Regional Support Centre Northern Ireland
Supporting science and innovation
With heavy investment being made in technology by developing countries such as China and India, continued investment in e-infrastructure is vital if the UK is to maintain its international standing in science and innovation. A new report by JISC and partners is looking to meet this enormous challenge, writes Philip Pothen
‘A national e-infrastructure for research provides a vital foundation for the UK’s science base, supporting not only rapidly advancing technological development, but also the increasing possibilities for knowledge transfer and the creation of wealth.’
The UK has a world-class research base, second only to the USA as measured by citations. But it is in danger of being overtaken by rapidly industrialising countries in areas crucial to the future of its economy.

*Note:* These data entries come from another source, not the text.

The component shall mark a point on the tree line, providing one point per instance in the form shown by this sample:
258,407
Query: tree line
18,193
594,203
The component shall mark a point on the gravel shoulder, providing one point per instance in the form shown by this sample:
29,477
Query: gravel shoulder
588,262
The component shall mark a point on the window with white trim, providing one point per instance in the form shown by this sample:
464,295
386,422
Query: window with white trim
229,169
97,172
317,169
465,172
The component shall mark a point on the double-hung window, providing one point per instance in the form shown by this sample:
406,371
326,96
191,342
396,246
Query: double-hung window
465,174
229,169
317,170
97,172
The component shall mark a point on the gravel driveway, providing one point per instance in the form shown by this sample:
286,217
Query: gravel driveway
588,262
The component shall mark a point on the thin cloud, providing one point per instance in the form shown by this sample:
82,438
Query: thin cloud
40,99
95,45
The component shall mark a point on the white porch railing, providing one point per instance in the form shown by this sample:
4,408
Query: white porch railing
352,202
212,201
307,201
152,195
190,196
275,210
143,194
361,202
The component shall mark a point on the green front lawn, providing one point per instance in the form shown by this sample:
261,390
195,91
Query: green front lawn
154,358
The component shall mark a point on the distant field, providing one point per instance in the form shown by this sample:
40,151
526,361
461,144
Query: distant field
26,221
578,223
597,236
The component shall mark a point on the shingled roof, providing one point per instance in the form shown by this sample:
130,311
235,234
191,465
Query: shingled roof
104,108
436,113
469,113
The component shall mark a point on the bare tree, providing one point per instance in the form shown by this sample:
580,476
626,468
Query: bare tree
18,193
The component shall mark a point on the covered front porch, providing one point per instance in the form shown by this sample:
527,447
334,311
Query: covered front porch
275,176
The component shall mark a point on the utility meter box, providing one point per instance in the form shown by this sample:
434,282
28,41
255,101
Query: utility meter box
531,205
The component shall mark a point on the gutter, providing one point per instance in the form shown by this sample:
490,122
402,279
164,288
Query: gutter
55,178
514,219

This is one of the messages of a far-reaching report published in February which sets out the UK’s infrastructure requirements in the digital age. Produced by the Office of Science and Innovation (OSI) e-Infrastructure Working Group, the report – Developing the UK’s e-infrastructure for science and innovation – calls for greater investment in e-infrastructure, a ‘step-change’ in national provision and ‘concerted action towards e-infrastructure development.’

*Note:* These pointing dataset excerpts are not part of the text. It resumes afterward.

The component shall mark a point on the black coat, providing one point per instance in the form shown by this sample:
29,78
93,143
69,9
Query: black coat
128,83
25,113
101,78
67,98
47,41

Made up of senior representatives from JISC, the Research Councils, the British Library and others, the working group was formed in response to the Science and Innovation Investment Framework 2004–2014, published by the Treasury, the DTI and the DfES in 2004 (see inset box, right). It explored the current provision of the UK’s e-infrastructure and is now helping to define its future development.
Matthew Dovey is programme director for JISC’s e-research activities and one of those closely involved in the writing of the report. He says that one of the major challenges is to provide coordinated services that can support ‘the whole gamut of research activities, whether undertaken by lone researchers or massive collaborative teams. It also has to tie in with infrastructures supporting other academic activities such as teaching and learning. There’s also the vitally important task of supporting outreach into industry and collaborations between public and private sectors.’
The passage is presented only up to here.